Passo frequentemente no local da queda, uma vez que esse trajeto liga o Leblon a São Conrado, e percebia que a ciclovia estava sendo construída muito rapidamente, sem que houvesse um chumbamento ou concretagem entre os moldes e nos pilares.
A verdade é que tudo se encaixou para uma profecia desastrosa para a cidade olímpica. Maré alta, ondas grandes, dia de sol, feriado nacional, muitas pessoas passeando pela ciclovia, bodyboarders e surfistas de olho nas ondas, e o mais grave: um possível descaso do governo e dos responsáveis pela obra com padrões de segurança adequados.
Nós, surfistas, que vivemos no mar e do mar, tivemos esse olhar crítico desde o inicio.
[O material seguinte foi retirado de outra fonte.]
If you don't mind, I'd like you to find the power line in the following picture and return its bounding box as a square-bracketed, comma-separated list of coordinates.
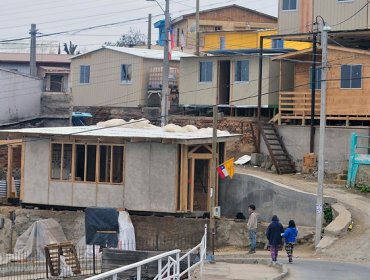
[330, 0, 370, 27]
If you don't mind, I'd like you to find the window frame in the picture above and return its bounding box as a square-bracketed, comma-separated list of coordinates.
[272, 39, 284, 49]
[282, 0, 298, 11]
[220, 36, 226, 50]
[49, 142, 125, 185]
[199, 61, 213, 83]
[340, 64, 362, 89]
[50, 142, 73, 182]
[309, 67, 322, 90]
[234, 60, 250, 83]
[79, 65, 90, 84]
[120, 64, 132, 84]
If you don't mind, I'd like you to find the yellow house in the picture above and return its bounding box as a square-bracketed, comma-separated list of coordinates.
[202, 29, 311, 51]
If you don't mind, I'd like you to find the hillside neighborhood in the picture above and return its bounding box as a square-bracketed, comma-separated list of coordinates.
[1, 0, 370, 279]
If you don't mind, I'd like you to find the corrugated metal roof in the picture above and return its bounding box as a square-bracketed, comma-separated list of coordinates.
[0, 126, 238, 142]
[72, 46, 194, 61]
[0, 53, 72, 64]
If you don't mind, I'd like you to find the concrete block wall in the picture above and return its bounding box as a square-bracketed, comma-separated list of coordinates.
[261, 125, 370, 174]
[219, 173, 335, 227]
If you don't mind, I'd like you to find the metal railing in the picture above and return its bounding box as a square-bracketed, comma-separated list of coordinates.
[86, 224, 207, 280]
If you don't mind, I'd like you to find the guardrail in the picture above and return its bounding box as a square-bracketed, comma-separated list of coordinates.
[86, 224, 207, 280]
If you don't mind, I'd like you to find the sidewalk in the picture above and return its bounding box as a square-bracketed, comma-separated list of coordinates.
[197, 262, 280, 280]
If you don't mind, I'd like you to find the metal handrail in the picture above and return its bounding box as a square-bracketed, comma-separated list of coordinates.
[85, 249, 180, 280]
[86, 224, 208, 280]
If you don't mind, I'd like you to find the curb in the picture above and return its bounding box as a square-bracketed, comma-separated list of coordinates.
[215, 257, 289, 280]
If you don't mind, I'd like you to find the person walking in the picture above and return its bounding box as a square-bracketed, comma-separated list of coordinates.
[266, 215, 284, 262]
[247, 204, 257, 254]
[282, 220, 298, 263]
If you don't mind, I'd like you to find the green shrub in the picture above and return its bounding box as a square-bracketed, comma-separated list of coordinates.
[355, 184, 370, 193]
[323, 204, 333, 224]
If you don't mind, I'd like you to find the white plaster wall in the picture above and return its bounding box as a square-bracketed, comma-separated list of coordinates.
[0, 69, 42, 124]
[73, 183, 97, 207]
[49, 181, 73, 206]
[97, 184, 124, 208]
[23, 139, 50, 204]
[124, 143, 178, 212]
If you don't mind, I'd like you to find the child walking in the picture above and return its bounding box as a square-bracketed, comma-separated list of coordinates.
[266, 215, 284, 262]
[282, 220, 298, 263]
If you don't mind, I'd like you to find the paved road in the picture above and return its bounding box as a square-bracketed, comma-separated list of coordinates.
[286, 259, 370, 280]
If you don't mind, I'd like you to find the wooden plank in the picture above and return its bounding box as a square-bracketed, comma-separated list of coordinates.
[190, 158, 195, 212]
[7, 146, 13, 199]
[178, 145, 184, 212]
[20, 143, 25, 201]
[182, 145, 189, 212]
[188, 153, 213, 159]
[95, 145, 100, 207]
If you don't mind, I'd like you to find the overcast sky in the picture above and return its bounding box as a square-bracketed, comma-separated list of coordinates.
[0, 0, 278, 53]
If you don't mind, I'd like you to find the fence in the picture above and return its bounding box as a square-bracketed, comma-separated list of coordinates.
[86, 224, 207, 280]
[0, 246, 102, 280]
[0, 229, 207, 280]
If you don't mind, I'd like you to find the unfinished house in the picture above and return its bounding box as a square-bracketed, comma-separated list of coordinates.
[179, 50, 294, 117]
[273, 46, 370, 126]
[0, 122, 239, 213]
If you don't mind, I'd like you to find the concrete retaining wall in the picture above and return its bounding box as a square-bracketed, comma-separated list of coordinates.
[219, 173, 335, 227]
[261, 125, 370, 174]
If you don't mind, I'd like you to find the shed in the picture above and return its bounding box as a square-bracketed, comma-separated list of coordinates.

Por que a empresa que executou essas obras não teve? Por que não fomos convidados a opinar sobre o projeto? Era necessário que pessoas morressem para que os governantes entendessem que as ondas poderiam bater no local “desencaixando” por baixo a ciclovia de sua estrutura?
Sabe o que eu vejo agora? Que foi preciso acontecer uma catástrofe para que todos voltassem as suas atenções para a praia de São Conrado, um mais bonitas do Brasil, com um dos IPTUs mais caros do país, e que está nadando em cocô há anos?
Será que estamos realmente preparados para receber as olimpíadas esse ano? Essa foi a pergunta que veículos de comunicação de várias partes do mundo me fizeram. Sinceramente, não soube responder."